Monday, August 14, 2017

Of Death and Life On Vacation

Done much reflecting over the past two weeks …….

Periodically I think back to 2009 when I unexpectedly was removed from my job of 16 years.  Suddenly you feel worthless and unimportant.  You feel abandoned.  Your former company doesn’t want you.  Your former coworkers mostly shun you. And you avoid your friends because you want to hide just how badly you are messed up at the moment.  Since I began searching at the very weakest point of the job market, no one wanted to talk to me about being “valuable” again (one interview in the first eight months).  I felt worthless and abandoned. In despair, you wonder if your life will ever have meaning or worth again.

When you are in this pit your faith sustains you. It causes you to raise your hand through the mire and expect God to lift you out. Which he does, because he is God and He’s very good at such things.  You also then expect Him to immediately restore you right back to where you were.  But that’s not the way it works.  It took me four years of struggle to get back. Several times it was so arduous I wanted to quit, but I kept going until I made it.  Why does it take so long? Because you learn things in the pit you can’t learn anywhere else and you gain strength though the struggle back you can’t get anywhere else.

I was prompted to remember this during a week where I was interviewed (again) by the Wall Street Journal, interviewed for an hour on national radio and worked diligently on a lengthy, costly, analysis for a large, foreign, international firm.  It would appear that my work has some worth again.   And I don’t say this to brag at all.
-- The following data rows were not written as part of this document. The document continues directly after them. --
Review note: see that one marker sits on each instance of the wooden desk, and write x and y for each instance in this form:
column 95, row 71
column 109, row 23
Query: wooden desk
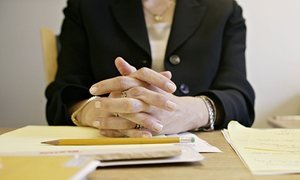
column 225, row 165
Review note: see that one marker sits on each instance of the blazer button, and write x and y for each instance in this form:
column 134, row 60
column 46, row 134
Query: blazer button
column 174, row 59
column 144, row 61
column 184, row 88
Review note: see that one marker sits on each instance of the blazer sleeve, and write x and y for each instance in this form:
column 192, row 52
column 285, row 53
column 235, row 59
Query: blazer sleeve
column 231, row 89
column 73, row 77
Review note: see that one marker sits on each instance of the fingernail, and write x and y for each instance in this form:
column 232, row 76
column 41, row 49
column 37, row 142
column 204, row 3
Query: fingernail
column 98, row 104
column 146, row 136
column 170, row 105
column 157, row 127
column 171, row 86
column 93, row 90
column 96, row 123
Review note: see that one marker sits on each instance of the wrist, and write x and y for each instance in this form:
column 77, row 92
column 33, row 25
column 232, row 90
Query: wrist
column 77, row 109
column 212, row 114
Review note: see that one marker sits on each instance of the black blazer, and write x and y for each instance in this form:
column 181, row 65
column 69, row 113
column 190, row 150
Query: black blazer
column 205, row 53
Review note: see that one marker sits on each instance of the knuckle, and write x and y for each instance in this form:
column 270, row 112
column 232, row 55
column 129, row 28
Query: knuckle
column 136, row 91
column 132, row 106
column 143, row 71
column 122, row 82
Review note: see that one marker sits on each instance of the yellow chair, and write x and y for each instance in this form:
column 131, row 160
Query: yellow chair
column 50, row 52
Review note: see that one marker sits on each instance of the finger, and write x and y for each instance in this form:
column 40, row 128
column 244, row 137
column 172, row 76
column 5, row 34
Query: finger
column 111, row 133
column 123, row 67
column 137, row 133
column 145, row 120
column 155, row 79
column 121, row 105
column 113, row 123
column 151, row 97
column 167, row 74
column 119, row 83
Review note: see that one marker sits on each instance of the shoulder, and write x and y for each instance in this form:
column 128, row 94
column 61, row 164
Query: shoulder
column 221, row 5
column 222, row 8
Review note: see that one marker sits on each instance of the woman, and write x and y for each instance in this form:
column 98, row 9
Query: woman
column 154, row 66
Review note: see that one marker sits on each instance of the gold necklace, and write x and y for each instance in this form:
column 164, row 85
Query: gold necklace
column 158, row 17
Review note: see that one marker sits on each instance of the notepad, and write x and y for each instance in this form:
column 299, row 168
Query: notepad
column 266, row 151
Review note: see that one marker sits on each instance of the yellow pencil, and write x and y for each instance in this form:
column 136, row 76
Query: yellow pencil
column 115, row 141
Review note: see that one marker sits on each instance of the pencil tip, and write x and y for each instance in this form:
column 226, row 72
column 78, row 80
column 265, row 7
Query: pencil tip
column 50, row 142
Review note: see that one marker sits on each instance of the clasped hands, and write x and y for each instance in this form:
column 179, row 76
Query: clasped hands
column 141, row 104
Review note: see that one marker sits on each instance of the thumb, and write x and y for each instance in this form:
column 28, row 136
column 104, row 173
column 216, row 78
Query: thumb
column 123, row 67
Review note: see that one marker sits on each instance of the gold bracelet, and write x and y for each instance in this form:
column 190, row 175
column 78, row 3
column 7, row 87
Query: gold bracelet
column 74, row 114
column 212, row 114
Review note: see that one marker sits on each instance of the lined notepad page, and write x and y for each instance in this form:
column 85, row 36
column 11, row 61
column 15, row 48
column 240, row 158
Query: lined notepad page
column 266, row 151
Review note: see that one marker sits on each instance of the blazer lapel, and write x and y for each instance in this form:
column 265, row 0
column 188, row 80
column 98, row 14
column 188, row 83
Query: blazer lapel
column 129, row 14
column 188, row 15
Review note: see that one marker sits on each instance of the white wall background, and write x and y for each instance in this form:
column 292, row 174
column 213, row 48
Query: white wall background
column 273, row 57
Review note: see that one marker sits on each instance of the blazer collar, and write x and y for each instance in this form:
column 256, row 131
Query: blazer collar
column 130, row 16
column 187, row 17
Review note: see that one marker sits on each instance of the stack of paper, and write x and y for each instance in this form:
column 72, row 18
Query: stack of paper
column 266, row 151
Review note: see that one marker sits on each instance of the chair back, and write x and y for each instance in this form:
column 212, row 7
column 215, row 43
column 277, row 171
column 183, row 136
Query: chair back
column 50, row 52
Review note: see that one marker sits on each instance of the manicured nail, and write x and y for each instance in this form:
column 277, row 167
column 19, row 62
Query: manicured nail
column 98, row 104
column 171, row 87
column 96, row 124
column 146, row 136
column 170, row 105
column 93, row 90
column 157, row 127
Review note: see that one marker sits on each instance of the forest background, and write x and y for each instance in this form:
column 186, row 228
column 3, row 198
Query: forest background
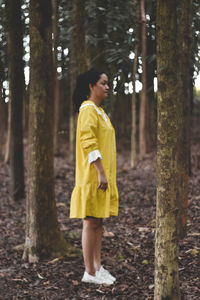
column 38, row 123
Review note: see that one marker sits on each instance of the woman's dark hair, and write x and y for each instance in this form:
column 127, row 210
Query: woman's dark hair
column 82, row 90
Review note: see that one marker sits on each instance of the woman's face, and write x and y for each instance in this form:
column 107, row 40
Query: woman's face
column 100, row 89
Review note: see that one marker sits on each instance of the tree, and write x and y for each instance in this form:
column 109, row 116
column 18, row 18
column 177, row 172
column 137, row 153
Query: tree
column 43, row 237
column 16, row 94
column 3, row 120
column 56, row 80
column 166, row 245
column 185, row 59
column 133, row 106
column 143, row 126
column 78, row 63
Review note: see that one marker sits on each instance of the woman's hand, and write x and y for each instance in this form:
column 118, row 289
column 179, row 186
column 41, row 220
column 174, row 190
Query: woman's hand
column 103, row 183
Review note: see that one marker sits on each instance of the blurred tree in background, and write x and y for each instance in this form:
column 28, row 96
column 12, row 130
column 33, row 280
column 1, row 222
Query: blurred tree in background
column 110, row 35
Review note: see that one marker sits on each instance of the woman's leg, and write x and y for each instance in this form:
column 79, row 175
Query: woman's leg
column 91, row 243
column 98, row 243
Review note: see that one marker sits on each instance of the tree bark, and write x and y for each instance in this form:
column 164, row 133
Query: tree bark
column 143, row 129
column 16, row 94
column 43, row 236
column 56, row 80
column 78, row 63
column 133, row 102
column 166, row 245
column 185, row 55
column 99, row 60
column 3, row 122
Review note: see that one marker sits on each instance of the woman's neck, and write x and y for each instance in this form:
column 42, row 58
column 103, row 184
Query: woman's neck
column 96, row 101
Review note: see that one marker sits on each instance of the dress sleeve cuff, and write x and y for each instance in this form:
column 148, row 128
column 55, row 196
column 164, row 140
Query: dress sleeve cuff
column 94, row 155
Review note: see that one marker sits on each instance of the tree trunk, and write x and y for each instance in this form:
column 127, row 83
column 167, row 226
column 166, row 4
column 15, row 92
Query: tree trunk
column 43, row 236
column 7, row 146
column 133, row 107
column 3, row 122
column 16, row 93
column 151, row 65
column 99, row 60
column 166, row 246
column 56, row 81
column 185, row 54
column 143, row 129
column 78, row 63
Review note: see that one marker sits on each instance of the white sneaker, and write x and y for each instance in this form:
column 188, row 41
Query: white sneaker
column 94, row 279
column 104, row 274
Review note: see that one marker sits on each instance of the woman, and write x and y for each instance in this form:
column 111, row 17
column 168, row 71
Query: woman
column 95, row 195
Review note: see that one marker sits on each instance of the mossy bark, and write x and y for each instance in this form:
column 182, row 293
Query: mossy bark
column 16, row 94
column 166, row 245
column 43, row 236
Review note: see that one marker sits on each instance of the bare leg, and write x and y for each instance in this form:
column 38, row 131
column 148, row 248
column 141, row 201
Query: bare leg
column 97, row 249
column 89, row 240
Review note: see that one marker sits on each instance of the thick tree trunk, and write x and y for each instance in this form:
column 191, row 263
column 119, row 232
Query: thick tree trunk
column 43, row 237
column 166, row 246
column 78, row 63
column 185, row 54
column 143, row 128
column 16, row 93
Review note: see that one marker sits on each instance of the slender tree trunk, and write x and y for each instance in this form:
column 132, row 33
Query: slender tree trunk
column 3, row 122
column 7, row 146
column 99, row 61
column 43, row 236
column 16, row 94
column 185, row 54
column 143, row 129
column 166, row 246
column 133, row 108
column 56, row 81
column 151, row 65
column 78, row 63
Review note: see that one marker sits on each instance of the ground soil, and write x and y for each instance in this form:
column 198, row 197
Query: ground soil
column 128, row 242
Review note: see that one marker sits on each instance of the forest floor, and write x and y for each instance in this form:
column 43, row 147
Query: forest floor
column 128, row 242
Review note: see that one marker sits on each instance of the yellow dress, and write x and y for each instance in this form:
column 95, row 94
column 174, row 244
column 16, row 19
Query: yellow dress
column 95, row 138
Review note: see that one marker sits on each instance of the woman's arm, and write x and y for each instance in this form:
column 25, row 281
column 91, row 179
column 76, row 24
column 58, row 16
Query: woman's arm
column 103, row 183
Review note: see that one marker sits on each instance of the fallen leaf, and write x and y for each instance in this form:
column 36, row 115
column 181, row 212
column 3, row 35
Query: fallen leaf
column 40, row 276
column 75, row 282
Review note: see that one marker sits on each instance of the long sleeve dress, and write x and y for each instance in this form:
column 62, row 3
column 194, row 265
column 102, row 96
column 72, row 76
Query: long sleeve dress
column 95, row 138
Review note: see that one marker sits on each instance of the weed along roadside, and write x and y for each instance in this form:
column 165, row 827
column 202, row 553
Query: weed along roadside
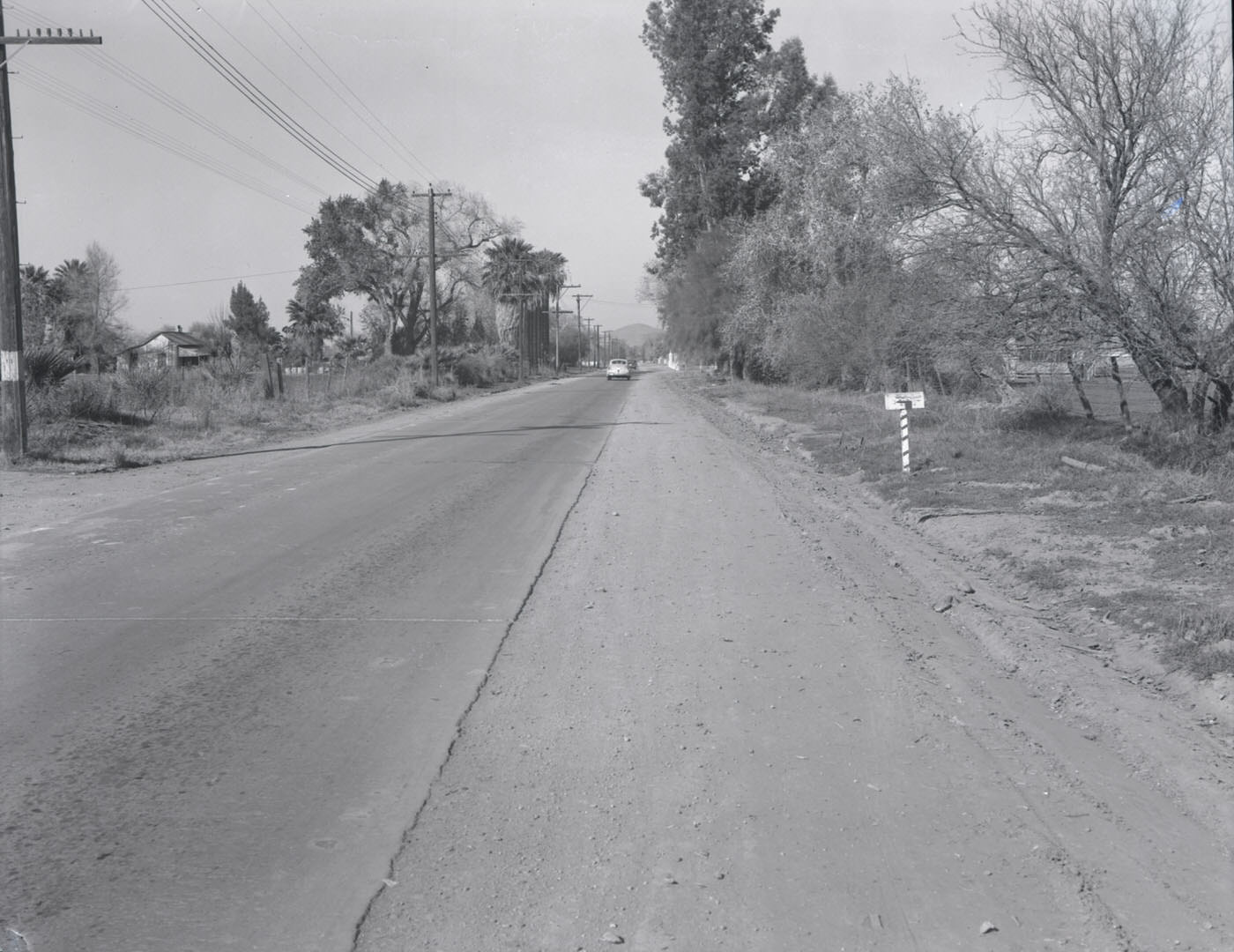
column 1126, row 542
column 92, row 422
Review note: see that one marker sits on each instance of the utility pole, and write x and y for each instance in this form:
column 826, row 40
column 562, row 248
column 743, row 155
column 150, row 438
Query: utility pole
column 557, row 358
column 589, row 320
column 12, row 362
column 432, row 271
column 577, row 311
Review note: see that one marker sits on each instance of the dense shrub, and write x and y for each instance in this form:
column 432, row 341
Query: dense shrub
column 148, row 390
column 47, row 366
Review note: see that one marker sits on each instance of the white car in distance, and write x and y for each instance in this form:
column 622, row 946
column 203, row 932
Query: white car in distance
column 619, row 369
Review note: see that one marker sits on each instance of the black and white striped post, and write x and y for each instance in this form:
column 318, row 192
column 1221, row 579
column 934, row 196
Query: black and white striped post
column 915, row 399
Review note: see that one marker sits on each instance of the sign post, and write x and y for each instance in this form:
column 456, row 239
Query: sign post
column 915, row 399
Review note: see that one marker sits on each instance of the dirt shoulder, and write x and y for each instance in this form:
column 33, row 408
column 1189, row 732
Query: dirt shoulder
column 1089, row 653
column 730, row 717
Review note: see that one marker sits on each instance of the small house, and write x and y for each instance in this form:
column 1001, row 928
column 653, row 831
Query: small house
column 167, row 348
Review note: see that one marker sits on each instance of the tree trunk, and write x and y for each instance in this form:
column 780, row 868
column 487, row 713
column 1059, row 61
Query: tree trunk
column 1170, row 391
column 1200, row 403
column 1123, row 409
column 1222, row 404
column 1079, row 384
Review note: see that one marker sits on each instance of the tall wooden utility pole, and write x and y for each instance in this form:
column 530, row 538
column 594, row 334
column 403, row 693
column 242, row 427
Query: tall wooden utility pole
column 589, row 320
column 577, row 314
column 557, row 338
column 12, row 363
column 432, row 271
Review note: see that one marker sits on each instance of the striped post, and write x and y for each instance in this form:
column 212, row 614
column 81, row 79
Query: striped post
column 903, row 434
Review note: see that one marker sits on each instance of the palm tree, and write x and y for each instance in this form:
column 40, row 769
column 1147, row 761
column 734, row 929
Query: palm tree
column 311, row 324
column 549, row 276
column 70, row 293
column 509, row 277
column 36, row 305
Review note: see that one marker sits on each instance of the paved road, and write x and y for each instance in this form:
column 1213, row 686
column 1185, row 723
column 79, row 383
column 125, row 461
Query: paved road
column 221, row 705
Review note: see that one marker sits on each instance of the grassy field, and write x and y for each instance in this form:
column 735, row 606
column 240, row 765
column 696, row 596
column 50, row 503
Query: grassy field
column 1137, row 526
column 116, row 421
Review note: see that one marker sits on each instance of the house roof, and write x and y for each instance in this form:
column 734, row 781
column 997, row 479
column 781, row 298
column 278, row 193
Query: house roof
column 178, row 338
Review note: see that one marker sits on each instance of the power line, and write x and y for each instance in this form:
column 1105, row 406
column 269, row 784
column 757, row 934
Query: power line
column 56, row 88
column 236, row 78
column 210, row 280
column 287, row 86
column 125, row 73
column 390, row 138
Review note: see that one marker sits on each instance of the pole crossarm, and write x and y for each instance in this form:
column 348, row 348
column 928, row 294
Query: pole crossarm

It’s just to illustrate the distance I have travel and how insipid those awful thoughts were in 2009.  I still view my circumstances with a bit of child-like wonderment, always cognizant of where this chapter of my life began.

And just so I don’t float away holding on to this magical balloon, there are anchors which keep my feet on The Road.  After this exciting, exhausting week, I fortunately began my summer vacation.  It’s often difficult for me to unwind, relax and turn my mind to non-work-related matters as my vacation begins.  That was not the case this year.

On the first day, I learned of the death of my classmate Bob.  He was a great guy who I was able to reconnect with a couple years ago.  There was a tremendous outpouring of grief and remembrance from friends and family on Facebook. Bob’s passing wasn’t unexpected, he had suffered a stroke a few days earlier.  It did shake me because Bob was a year younger than me.  It’s totally illogical, but those who die younger than you push mortality closer to your face than others.

Then early morning of day two, I was shocked and deeply saddened by the passing of my Canadian friend and colleague Claude. His death was totally unexpected.  He’s fine, we’re always corresponding on Facebook, and boom, he’s gone. I was shaken again, stronger this time, because Claude was only 53 years old.  I reflected on Claude and our friendship. I asked myself the question: What person do you know who is the most like Claude?  Who would you compare him to?  The answer to this question turned the shakes into a quaking. A deep quaking because that person stares back at me in the mirror every day.

This caused me to forget about work and meditate on more spiritual matters.  The conclusion?  Claude and Bob both followed my philosophy on life:  “Live your life in such a way that people are not sad that you died, but they are sad that you are not still here.” So If I’m still here, there must still be some important things yet to do.  Time to put more focus on those things.

While the beginning of vacation week was mournful, the end of the week was hopeful.  Two of my friends, Kris and Lori, are each beginning new positive chapters in their lives.  These are beautiful people who have made it through some brutally painful times.  I suspect at their low points they felt worthless and abandoned. However, these two women refused to quit and now they each have the opportunity to thrive.

What is our part in this?  I know it was true of Claude and suspect it was true of Bob, that it is our responsibility to help people in their journey down The Road.  When you encounter souls such as Lori and Kris, pick them up when they are down. Help them walk The Road as they recover. And lift them up when they spread their wings. Fly ladies, fly.